Junggesellenabschied eskaliert in Rottach

Von Redaktion

Viel Ärger mit einem Junggesellenabschied hatte gestern der Direktor eines Rottacher Hotels. Sieben Männer zwischen 33 und 43 Jahre alt pöbelten im Haus, belästigten die Gäste und ließen sich auch durch den Rauswurf nicht aufhalten. Dann rückte die Polizei an.

Symbolbild eines Junggesellenabschieds am Tegernsee. Zeigt nicht die gestrige Gruppe. Aber der Start ist meistens ähnlich.

Gegen 21 Uhr am Samstagabend rief der Direktor eines Rottacher Hotels bei der Wiesseer Polizei an. Er haben einer Gruppe von Männern, die zu Gast im Hotel seien, ein Hausverbot ausgesprochen. Die sieben, zwischen 33 und 43 Jahre alten Männer, aus der Hamburger- und Frankfurter- Gegend, waren zum Junggesellenabschied an den Tegernsee gereist.
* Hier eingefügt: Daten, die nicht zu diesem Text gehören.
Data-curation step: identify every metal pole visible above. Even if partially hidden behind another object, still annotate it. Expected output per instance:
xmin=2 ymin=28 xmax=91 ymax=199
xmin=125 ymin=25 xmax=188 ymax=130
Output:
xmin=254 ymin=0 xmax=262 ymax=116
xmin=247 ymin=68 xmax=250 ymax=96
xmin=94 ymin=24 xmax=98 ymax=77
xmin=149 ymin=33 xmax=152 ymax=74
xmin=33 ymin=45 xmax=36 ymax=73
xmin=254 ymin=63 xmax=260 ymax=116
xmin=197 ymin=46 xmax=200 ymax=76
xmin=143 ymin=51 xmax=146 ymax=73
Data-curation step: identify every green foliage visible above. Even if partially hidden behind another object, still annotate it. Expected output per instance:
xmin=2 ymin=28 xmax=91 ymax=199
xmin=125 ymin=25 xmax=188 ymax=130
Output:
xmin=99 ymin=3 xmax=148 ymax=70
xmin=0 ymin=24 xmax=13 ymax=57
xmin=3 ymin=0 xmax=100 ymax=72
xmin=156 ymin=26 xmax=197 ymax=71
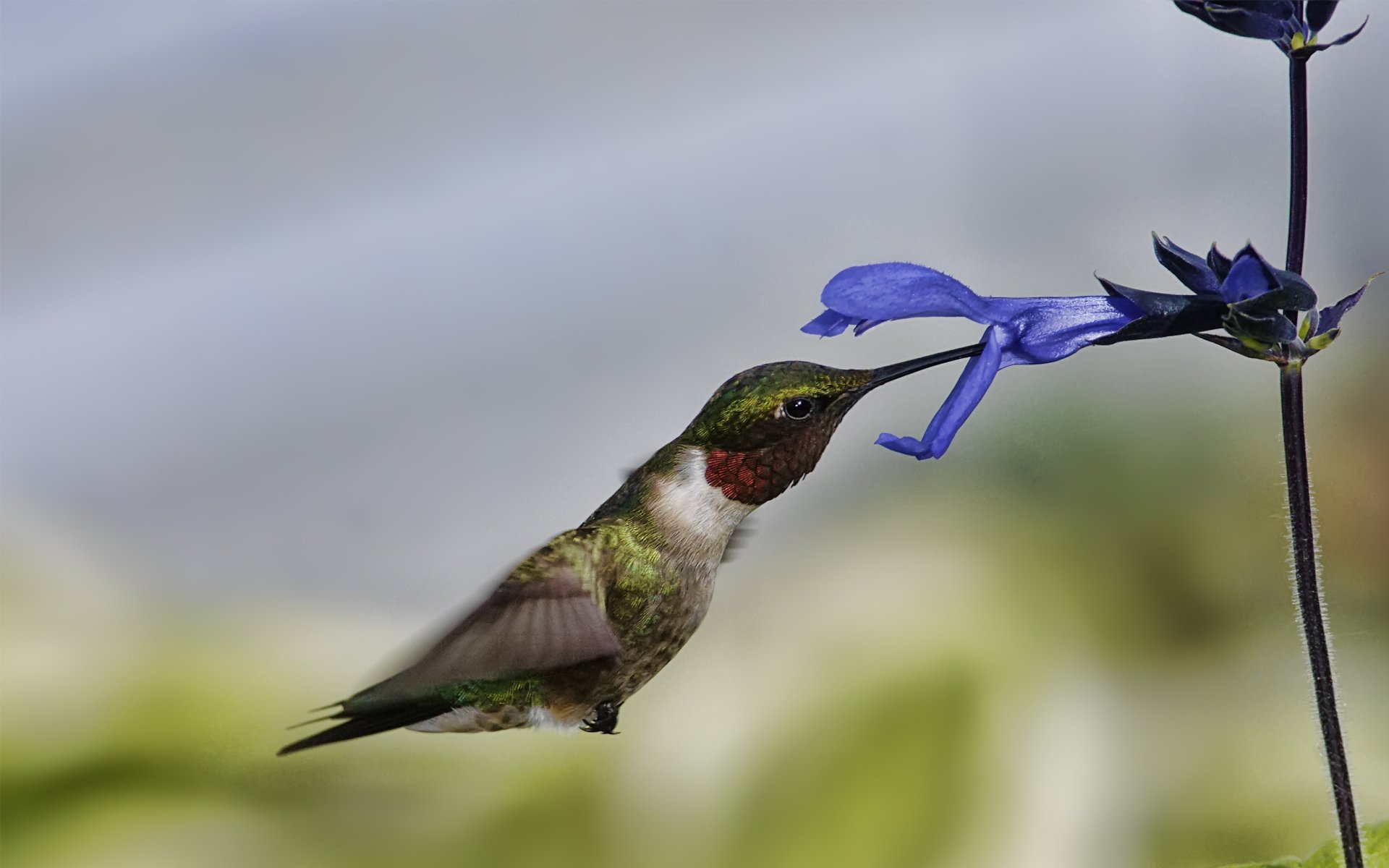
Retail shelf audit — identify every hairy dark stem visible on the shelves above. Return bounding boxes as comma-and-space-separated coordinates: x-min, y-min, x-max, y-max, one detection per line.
1285, 57, 1307, 278
1279, 361, 1365, 868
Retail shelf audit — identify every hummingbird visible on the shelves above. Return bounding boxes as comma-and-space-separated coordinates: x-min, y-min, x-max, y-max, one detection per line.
279, 344, 983, 755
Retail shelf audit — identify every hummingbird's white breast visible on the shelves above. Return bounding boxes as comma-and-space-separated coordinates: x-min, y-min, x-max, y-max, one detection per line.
650, 447, 755, 565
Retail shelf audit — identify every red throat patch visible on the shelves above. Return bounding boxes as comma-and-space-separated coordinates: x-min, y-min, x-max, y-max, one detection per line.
704, 446, 820, 506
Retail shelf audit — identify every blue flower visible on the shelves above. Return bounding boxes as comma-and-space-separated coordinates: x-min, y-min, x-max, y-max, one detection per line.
802, 234, 1364, 460
802, 263, 1143, 459
1175, 0, 1369, 57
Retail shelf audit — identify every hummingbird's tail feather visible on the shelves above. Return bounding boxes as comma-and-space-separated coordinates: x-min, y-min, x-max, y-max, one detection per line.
275, 705, 449, 757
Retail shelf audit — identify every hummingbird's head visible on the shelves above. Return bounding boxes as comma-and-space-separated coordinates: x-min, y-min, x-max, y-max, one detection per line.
681, 344, 983, 506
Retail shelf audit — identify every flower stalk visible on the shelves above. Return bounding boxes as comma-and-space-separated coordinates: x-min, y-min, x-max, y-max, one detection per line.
1278, 361, 1365, 868
1285, 57, 1309, 280
1278, 46, 1365, 868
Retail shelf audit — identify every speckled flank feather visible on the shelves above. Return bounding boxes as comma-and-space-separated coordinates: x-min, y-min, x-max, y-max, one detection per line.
282, 362, 944, 753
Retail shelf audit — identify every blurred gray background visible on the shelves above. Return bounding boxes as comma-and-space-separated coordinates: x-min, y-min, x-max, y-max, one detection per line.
0, 0, 1389, 868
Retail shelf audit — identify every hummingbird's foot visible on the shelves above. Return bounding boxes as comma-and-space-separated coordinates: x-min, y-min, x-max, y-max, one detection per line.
579, 700, 622, 736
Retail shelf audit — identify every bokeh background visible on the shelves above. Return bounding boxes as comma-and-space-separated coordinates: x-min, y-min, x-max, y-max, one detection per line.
0, 0, 1389, 868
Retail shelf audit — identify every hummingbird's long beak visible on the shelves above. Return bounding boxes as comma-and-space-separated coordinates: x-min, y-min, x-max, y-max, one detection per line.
859, 343, 983, 393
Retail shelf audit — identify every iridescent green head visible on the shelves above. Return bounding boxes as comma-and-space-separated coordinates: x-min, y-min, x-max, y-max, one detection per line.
681, 344, 982, 504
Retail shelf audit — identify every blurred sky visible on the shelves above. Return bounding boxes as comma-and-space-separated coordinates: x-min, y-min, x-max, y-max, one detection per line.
0, 3, 1389, 607
0, 0, 1389, 868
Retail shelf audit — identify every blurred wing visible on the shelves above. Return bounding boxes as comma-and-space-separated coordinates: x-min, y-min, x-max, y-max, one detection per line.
346, 568, 622, 712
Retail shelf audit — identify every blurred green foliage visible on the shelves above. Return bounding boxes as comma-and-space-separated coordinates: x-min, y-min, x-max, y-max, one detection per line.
1226, 822, 1389, 868
0, 358, 1389, 868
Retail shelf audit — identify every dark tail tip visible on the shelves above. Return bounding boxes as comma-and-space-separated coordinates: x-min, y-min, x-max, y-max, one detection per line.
275, 705, 449, 757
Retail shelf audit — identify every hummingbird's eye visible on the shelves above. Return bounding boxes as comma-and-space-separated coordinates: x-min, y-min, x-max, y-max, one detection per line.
782, 397, 815, 420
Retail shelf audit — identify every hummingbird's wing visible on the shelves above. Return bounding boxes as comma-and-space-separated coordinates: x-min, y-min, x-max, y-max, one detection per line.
279, 532, 622, 754
375, 566, 622, 702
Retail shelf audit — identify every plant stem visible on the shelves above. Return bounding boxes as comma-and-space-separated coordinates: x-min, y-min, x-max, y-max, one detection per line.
1279, 361, 1365, 868
1285, 57, 1307, 278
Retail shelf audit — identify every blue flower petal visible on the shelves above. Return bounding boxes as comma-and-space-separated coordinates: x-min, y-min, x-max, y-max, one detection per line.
1220, 244, 1279, 304
1153, 232, 1220, 296
800, 310, 861, 338
1314, 284, 1369, 336
877, 328, 1003, 461
1306, 0, 1336, 32
990, 296, 1143, 368
820, 263, 1011, 325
Reichlicher Alkoholkonsum führte allerdings dazu, dass sie sich zum Teil unmöglich im Hotel aufführten.

Da mitunter auch andere Gäste belästigt wurden, wusste sich der Direktor nicht anderes zu Helfen wusste, als sein Hausrecht durchzusetzen. Doch die Männer reagierten nicht darauf, so dass der Rottacher die Polizei zur Hilfe rief. Insgesamt rückten vier Streifen der Polizei Bad Wiessee sowie der Polizeistation Fahndung Kreuth an, um den Männern „Benimm“ zu erklären.

Einer der “Junggesellenabschiedler” wurde kurzzeitig in Gewahrsam genommen. Gegen alle sieben Männer hat das Hotel mittlerweile Strafantrag wegen Hausfriedensbruchs gestellt. Zwei aus der Gruppen erhalten zusätzlich eine Anzeige, da sie einen Polizisten beleidigten.